Lockdown has sealed the long march to equality working mothers have fought for

After years of heated debate about equality in the workplace, Covid-19 could be the change women needed.

Lockdown may soon be a distant anecdote, but it opened Pandora’s box to the elusive third option to work, which may never close again.

Before we were politely told to stay at home for fear of death, the mark of our progressive country was that 46pc of our workforce was made up of women. There was constant discussion around reducing childcare costs, introducing subsidies, offering flexible hours and making the transition to work smooth after maternity leave.

Nothing should stop us from working in politics, on oil rigs, sitting on boards or running Fortune 500 companies after we have children. Men can do it, so why can’t we?

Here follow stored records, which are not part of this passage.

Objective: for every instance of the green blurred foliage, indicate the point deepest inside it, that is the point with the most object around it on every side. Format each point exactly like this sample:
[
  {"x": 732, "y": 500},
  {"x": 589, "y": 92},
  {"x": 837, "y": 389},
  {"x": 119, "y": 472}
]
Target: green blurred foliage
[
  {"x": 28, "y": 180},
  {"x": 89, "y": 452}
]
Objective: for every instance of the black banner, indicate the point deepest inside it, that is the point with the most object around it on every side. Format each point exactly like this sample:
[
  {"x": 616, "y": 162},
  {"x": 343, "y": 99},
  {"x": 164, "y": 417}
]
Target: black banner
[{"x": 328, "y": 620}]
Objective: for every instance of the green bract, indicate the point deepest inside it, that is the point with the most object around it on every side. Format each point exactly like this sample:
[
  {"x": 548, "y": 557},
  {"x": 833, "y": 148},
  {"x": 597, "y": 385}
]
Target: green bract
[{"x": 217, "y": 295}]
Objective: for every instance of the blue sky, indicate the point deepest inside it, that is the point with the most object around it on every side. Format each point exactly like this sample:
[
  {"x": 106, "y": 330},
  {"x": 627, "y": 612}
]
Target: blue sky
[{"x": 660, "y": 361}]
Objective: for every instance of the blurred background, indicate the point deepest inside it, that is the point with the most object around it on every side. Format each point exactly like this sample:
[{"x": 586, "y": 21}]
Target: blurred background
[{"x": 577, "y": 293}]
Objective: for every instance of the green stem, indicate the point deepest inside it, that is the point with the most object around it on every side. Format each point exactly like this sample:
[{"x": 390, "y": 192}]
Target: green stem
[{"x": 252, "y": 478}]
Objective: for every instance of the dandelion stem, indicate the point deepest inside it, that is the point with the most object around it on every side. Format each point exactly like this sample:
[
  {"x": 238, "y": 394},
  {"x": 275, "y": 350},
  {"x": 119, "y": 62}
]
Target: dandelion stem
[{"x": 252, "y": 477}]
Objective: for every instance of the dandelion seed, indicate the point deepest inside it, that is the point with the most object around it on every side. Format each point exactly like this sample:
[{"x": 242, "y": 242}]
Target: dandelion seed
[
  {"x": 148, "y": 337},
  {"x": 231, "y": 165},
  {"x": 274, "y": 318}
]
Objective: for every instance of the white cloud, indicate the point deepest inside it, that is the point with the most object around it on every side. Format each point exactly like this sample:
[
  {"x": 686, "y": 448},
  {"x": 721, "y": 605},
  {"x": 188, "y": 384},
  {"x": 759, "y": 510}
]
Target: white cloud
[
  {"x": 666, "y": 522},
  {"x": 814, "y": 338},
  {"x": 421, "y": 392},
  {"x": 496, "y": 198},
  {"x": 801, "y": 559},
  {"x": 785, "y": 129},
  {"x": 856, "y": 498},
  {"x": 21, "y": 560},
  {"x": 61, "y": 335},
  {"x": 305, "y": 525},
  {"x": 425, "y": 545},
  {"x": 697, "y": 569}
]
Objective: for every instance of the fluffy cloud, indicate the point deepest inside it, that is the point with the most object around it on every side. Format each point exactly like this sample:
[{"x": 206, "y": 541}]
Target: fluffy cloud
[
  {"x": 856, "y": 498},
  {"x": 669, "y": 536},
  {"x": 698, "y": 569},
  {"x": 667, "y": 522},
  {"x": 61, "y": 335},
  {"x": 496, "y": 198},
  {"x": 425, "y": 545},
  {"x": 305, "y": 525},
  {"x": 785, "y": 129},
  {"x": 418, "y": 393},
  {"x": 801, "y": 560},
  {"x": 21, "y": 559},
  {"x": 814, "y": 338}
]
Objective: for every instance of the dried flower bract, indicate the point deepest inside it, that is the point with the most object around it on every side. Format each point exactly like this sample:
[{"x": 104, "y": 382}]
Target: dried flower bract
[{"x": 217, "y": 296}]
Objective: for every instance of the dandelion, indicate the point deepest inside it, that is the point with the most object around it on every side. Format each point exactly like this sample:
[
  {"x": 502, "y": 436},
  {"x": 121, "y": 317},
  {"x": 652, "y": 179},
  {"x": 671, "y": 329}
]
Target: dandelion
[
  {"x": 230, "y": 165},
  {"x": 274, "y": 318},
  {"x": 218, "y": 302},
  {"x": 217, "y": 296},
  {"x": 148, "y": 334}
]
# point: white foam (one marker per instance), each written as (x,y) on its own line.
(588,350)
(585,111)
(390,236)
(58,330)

Getting to work as quickly as possible after having a baby was a mark of honour. Jacinda Ardern, the extremely capable and brilliant New Zealand prime minister, was back at work after “the fastest six weeks” of her life.

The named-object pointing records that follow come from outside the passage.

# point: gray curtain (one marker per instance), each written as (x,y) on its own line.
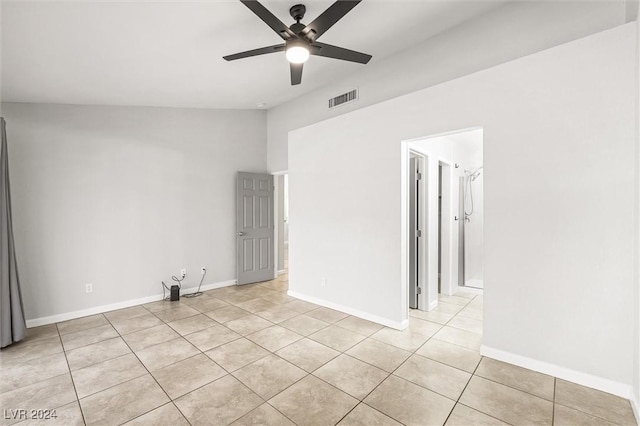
(12,323)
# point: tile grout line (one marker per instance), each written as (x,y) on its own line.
(553,411)
(148,372)
(73,383)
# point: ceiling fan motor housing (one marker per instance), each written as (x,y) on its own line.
(297,12)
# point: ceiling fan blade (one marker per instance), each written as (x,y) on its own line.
(296,74)
(333,14)
(255,52)
(269,19)
(335,52)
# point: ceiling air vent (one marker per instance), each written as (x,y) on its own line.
(345,98)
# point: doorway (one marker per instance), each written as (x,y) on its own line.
(443,252)
(281,216)
(417,248)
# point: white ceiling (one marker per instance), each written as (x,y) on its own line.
(169,53)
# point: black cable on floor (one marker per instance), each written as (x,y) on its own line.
(198,292)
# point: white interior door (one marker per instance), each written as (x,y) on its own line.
(254,227)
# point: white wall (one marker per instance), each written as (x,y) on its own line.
(636,374)
(123,197)
(503,34)
(558,266)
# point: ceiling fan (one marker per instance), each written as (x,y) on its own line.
(300,40)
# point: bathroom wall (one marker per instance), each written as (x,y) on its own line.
(547,269)
(464,150)
(469,153)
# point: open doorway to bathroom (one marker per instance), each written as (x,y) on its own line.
(281,213)
(448,217)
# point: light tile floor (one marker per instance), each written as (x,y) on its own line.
(252,355)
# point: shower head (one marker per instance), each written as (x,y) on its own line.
(474,175)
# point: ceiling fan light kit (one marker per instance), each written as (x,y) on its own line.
(297,52)
(299,39)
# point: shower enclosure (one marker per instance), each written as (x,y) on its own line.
(470,229)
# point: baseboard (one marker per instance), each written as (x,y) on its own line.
(472,290)
(584,379)
(433,305)
(635,406)
(120,305)
(398,325)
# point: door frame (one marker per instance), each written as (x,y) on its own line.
(276,218)
(423,249)
(430,293)
(255,275)
(449,285)
(421,218)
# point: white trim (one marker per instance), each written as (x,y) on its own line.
(471,290)
(584,379)
(433,305)
(120,305)
(635,407)
(356,313)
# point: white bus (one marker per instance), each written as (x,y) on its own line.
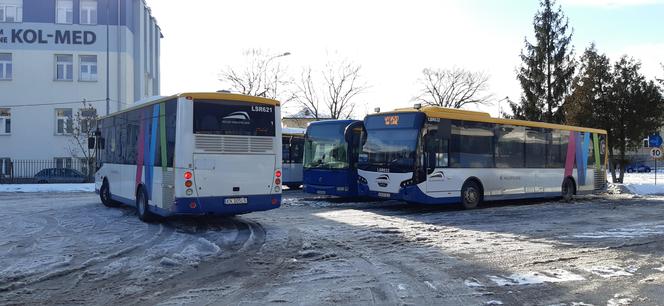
(193,154)
(292,145)
(435,155)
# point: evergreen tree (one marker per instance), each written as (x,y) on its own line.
(547,67)
(590,92)
(638,110)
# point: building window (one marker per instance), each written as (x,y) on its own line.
(64,11)
(88,68)
(63,162)
(6,66)
(5,167)
(88,14)
(64,124)
(5,121)
(64,67)
(11,10)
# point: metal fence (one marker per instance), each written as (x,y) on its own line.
(46,171)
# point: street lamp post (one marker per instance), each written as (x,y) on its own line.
(500,106)
(264,93)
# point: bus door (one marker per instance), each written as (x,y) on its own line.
(436,155)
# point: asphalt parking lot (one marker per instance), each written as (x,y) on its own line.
(67,248)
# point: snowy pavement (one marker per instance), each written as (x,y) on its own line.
(67,248)
(644,183)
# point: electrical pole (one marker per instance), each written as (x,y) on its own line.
(108,66)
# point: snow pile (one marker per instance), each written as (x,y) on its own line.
(635,231)
(529,278)
(644,183)
(619,300)
(611,271)
(47,187)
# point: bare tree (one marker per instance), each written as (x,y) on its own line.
(335,94)
(81,127)
(307,96)
(259,76)
(453,88)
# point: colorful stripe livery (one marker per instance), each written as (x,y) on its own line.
(139,152)
(147,145)
(571,148)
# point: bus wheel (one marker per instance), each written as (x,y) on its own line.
(105,195)
(142,208)
(568,190)
(470,195)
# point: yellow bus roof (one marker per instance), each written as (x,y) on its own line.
(202,96)
(460,114)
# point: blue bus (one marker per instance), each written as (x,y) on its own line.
(292,145)
(331,149)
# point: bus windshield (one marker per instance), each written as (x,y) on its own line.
(389,150)
(325,147)
(233,118)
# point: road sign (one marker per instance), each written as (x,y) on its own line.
(654,141)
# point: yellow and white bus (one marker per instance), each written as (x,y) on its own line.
(192,153)
(435,155)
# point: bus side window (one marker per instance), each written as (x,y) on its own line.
(436,151)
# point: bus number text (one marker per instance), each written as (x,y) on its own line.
(391,120)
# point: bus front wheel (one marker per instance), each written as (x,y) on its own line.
(470,195)
(142,206)
(105,195)
(568,190)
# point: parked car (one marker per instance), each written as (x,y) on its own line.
(59,175)
(637,167)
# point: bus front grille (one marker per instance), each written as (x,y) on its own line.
(234,144)
(600,179)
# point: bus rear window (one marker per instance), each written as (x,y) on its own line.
(233,118)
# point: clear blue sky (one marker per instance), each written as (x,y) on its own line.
(392,40)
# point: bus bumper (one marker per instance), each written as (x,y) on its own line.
(411,194)
(218,206)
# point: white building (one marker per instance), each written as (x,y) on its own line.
(54,54)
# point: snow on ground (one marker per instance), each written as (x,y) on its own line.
(644,183)
(47,187)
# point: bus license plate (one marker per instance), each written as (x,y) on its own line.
(235,201)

Despite enjoying a “wonderful” time with her daughter Neve, she was “absolutely” ready to go back to work. “I am not the first woman to multi-task. I am not the first woman to work and have a baby – there are many women who have done this before,” she said at the time.

Whenever she or other successful women are asked by journalists, “How do you do it?”, the answer is, “You wouldn’t ask a man that.”

This is true. Men have been working all hours in offices, going to war, going on lengthy expeditions to Antarctica or orbiting the planet and no one asks them about missing their kids’ nativity play.

But I am not a man. It’s not a competition. I don’t care if society deems it OK for them to miss their children growing up. I don’t want to miss my child growing up.

And yet, before the coronavirus, the most celebrated form of gender parity and – to a certain degree – privilege was doing the same as men in the workplace.

By getting up at 5am, ironing, dropping kids to crèche, going to work, missing the annual Christmas fête, we were breaking the glass ceiling.

Staying at home and minding the children was the other option – if we had rich husbands and didn’t mind the daily drudge.

Those were pretty much our choices: Go to work or stay home and mind the kids.

Most employers who embraced flexible hours and paternity pay just didn’t dig the notion of working outside of the office.

Then in March this year, everything changed. Not only did we work from home, we became teachers and full-time childminders too.

Employers who didn’t entertain the option before, did so at the drop of a hat. Suddenly we were making banana bread, doing homework, having Barbies or tractors shoved in our faces while talking to clients in Singapore – and it worked.

As Asterix would say: “And the sky didn’t fall on our heads”.

Suddenly there were no more pointless meetings and lengthy commutes and yet productivity didn’t fall by the wayside. Best of all, mothers spent more time with their children.

Today, my daughter and I went to pick up her school folder from school and a small gathering – in line with social distancing guidelines, of course – formed outside. It was bitter sweet, because she missed the past three months of her first year of junior infants – her little rite of passage – but for the first time all the mums were there.

And they liked it. When we look back on this time, no mother will say: “Oh I’m sorry for that time I spent with my children when I could have been in a unnecessary meeting with a glazed expression on my face, drinking bad coffee.”

Sure, it’s been hard, but as we examine the paradigm shift in how we work, a lot of women are recalibrating and realising what’s important.

The veil has been pulled from the propaganda. The coronavirus has shown us that the gender pay gap was borne of a mothering gap.

Employers must take note. Women don’t need cheaper childcare or flexible hours, they need a system that facilitates them being able to work from home if they choose to or take sabbaticals if needed.

If companies are real about gender rights in the workplace, then this must happen.

Covid showed us that time is the most precious commodity of all and many working women don’t want to spend it in the office any more. Now they don’t have to.